Last week, truck and bus parts distributor, Supply Network (ASX: SNL) released its results for FY 2024 showing revenue from customers of $302.6 million, up 20%, and profit before tax of $33m, up 18%. As you can see below, the profit before tax margin increased from the first half to the second half, and the profit before tax in the second half was 20% above the preceding half. This suggests it was a mistake for me to downgrade Supply Network to Hold based on the slightly weaker first-half result (and increased share price), given it seems the lower rate of growth was only temporary.

Earnings per share came in at 78.3c, and dividends totaled 51c for the full year, a payout ratio of 65%.

Free cash flow was only $6.4m, well under the amount required to service the dividend. However, thanks to a large portion of shareholders reinvesting their dividend, net debt was only up a little bit, to $3.75 million. Furthermore, the company said that DRP Market Price in relation to the final dividend will be capped at $20.00 per share. This means that shareholders who reinvest their dividends get to buy shares at $20, rather than the $29 prevailing market price. Ergo, as with last time, I will be reinvesting my dividend. This is perfectly logical, as I consider the dividend reinvestment price more attractive than the market price (a whopping 31% discount).

The company commented that “as peak inflation moderates and supply disruptions dissipate, we expect our rate of growth to continue settling back towards a long-term average of 14% p.a. This growth rate is underpinned by increasing road freight volumes and vehicle complexity, and market share gains.”

This does imply growth will moderate from here. However, given I am a long term investor in Supply Network I do not plan to try to adjust the position. My intention would be to just let it compound as long as it is growing at a high returns on equity and the balance sheet remains healthy.

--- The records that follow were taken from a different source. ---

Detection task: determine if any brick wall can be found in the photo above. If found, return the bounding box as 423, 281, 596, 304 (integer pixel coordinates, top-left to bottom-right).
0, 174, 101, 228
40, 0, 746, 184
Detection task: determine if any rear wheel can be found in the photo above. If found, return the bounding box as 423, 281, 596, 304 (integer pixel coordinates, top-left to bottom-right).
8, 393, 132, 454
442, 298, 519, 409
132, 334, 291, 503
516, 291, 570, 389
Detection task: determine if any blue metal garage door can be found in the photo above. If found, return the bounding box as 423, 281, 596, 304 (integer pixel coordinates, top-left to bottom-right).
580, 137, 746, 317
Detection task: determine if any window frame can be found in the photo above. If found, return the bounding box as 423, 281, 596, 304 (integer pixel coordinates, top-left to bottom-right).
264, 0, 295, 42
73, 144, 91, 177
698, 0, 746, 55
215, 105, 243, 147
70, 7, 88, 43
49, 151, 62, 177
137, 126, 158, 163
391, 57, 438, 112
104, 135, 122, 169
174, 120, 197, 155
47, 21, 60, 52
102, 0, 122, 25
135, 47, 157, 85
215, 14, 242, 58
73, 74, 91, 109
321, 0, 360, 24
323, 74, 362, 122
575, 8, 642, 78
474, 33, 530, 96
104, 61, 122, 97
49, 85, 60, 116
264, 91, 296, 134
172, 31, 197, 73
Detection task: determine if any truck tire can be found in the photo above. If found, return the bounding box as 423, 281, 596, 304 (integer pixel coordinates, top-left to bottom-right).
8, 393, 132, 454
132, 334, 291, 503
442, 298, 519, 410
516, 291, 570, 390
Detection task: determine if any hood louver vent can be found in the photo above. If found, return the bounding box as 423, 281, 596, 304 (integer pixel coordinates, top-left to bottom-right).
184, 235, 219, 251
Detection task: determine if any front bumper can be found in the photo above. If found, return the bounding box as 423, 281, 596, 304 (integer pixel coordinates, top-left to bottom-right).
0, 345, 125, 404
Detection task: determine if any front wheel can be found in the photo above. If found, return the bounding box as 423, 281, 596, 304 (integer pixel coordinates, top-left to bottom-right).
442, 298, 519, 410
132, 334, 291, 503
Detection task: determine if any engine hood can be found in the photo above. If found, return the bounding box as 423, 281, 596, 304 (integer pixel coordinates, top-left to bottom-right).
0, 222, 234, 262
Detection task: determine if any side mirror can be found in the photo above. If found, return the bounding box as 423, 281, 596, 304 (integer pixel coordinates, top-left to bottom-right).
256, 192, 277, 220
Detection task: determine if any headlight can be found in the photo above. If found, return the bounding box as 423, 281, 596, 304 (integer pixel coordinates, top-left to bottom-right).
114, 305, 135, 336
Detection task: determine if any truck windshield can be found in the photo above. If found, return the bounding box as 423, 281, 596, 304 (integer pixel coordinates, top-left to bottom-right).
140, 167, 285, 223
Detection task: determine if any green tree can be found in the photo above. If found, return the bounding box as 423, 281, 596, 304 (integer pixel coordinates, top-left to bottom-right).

I note that the remuneration calculates based “total shareholder return, return on average equity, return on investment and other business objectives.” I note that the CEO was paid about $1m including performance pay, in what has been a very successful year. This all seems very reasonable to shareholders. Therefore I would support the remuneration report.

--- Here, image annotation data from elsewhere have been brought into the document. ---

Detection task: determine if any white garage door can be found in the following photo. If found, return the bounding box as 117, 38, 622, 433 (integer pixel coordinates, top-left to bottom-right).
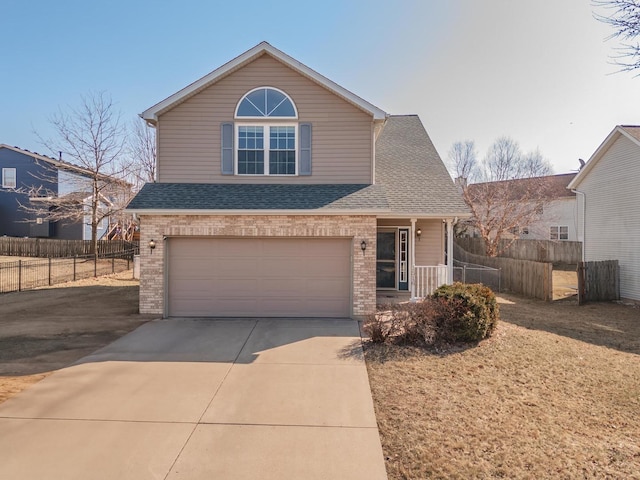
168, 238, 351, 317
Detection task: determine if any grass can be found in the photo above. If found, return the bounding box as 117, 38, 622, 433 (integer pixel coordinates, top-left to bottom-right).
365, 297, 640, 479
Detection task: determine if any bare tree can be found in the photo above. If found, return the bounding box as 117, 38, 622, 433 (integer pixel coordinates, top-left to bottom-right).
592, 0, 640, 71
449, 137, 551, 257
22, 92, 131, 254
128, 119, 157, 190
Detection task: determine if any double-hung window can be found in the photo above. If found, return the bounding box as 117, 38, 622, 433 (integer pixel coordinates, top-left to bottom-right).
549, 225, 569, 240
234, 87, 298, 175
2, 168, 18, 188
237, 124, 297, 175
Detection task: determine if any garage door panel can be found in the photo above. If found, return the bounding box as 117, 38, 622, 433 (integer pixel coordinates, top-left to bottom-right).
168, 238, 351, 317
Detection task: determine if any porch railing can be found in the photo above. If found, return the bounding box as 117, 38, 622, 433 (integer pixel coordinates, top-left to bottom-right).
411, 265, 447, 298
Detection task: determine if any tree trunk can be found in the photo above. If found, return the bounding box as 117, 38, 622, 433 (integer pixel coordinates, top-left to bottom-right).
91, 219, 98, 258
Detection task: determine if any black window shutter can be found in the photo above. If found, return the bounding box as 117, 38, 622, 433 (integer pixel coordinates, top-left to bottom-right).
298, 123, 311, 175
220, 123, 233, 175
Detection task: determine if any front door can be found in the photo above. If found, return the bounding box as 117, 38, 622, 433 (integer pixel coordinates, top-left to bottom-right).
376, 228, 409, 290
398, 228, 409, 290
376, 230, 397, 289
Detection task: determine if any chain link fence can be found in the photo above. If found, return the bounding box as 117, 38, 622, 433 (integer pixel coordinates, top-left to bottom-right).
453, 259, 501, 292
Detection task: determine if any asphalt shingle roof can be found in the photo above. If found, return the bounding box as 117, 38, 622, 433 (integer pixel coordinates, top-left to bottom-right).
127, 115, 468, 217
127, 183, 388, 210
376, 115, 469, 216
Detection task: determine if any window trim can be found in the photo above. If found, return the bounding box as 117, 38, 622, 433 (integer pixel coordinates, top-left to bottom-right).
2, 167, 18, 188
549, 225, 569, 242
233, 122, 300, 178
233, 85, 298, 121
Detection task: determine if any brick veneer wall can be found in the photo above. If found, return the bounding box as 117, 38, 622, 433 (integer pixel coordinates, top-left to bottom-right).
140, 215, 376, 317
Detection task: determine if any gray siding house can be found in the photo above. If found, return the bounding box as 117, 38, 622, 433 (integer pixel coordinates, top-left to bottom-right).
0, 144, 108, 240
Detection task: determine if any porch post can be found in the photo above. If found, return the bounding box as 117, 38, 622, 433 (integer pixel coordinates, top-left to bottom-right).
409, 218, 416, 302
446, 218, 453, 285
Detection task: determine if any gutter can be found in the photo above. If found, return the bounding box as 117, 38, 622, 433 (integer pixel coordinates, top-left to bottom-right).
571, 188, 587, 262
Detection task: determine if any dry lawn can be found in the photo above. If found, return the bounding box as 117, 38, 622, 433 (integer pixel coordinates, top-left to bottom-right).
366, 296, 640, 479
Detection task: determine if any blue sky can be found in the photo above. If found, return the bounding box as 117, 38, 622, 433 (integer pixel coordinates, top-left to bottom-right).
0, 0, 640, 173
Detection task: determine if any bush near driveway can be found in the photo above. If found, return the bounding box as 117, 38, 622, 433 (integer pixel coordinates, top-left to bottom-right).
365, 295, 640, 480
363, 283, 500, 346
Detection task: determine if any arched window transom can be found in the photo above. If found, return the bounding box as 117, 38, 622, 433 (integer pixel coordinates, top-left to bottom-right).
236, 87, 298, 118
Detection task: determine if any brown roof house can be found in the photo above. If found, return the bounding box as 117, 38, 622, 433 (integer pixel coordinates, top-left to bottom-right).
128, 42, 468, 317
569, 125, 640, 301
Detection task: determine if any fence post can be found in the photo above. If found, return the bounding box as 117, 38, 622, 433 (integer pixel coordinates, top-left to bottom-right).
578, 262, 587, 305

In terms of expansion, the company says, “For FY2025 we have committed to one new purpose-built site in the fast-growing industrial precinct of outer-north Perth, which is expected to commence trading around 1st March 2025” and “We expect the expansion of our Truganina DC in Melbourne to be completed and operational around the end of this financial year.”

Longer term, the company says “We anticipate the addressable market will continue growing at 5% – 10% p.a. for at least a decade and market dynamics to continue providing opportunities for market share gains.”

In the Supply Network FY 2023 results, the company said:

“Current investments in our operating network and IT systems, previously reported as extending over FY2023 and FY2024, are now scheduled for completion in FY2025. The main elements of these investments revolve around an upgrade to the sales interface to our ERP system and its supporting server environment, with primary goals to deliver transaction efficiencies, better disaster recovery, and faster, more secure platforms.”

Unfortunately, and just as I had feared, the company now says:

“In our last report we commented on specific investments to upgrade our Enterprise Resource Planning system and its associated sales interface, server environment and business intelligence capability. This work is progressing well but with care and is now planned to conclude in the first half of FY2026. We have a rolling test process in place with our primary software provider, and the engagement and feedback sessions have been effective.”

I respect the fact that they referenced their comments in the last report, given that they must surely be frustrated that the work is now more than a year behind schedule. You can see why investors often worry about time and cost blowouts when companies upgrade ERP systems. Unfortunately, the unfinished ERP upgrade will remain a concern until it is completed.

Sadly, the son of the founder Geoffrey Forsyth (who also sold some shares around a year ago) is stepping down as Chairman of the Board, after a fantastically successful tenure. On the upside, replacement Robert Fraser is well-credentialled, and his wife already owns over $4.6m worth of shares.

With the share price up almost 100% in the last year, and a trailing P/E ratio of more than 37, but a good long-term track record, I consider Supply Network a Hold, with the caveat being I will reinvest my dividend.

Disclosure: the author of this article owns shares in SNL and will not trade them for 2 days following this article. This article is not intended to form the basis of an investment decision. Any statements that are advice under the law are general advice only. The author has not considered your investment objectives or personal situation. Any advice is authorised by Claude Walker (AR 1297632), Authorised Representative of Equity Story Pty Ltd (ABN 94 127 714 998) (AFSL 343937).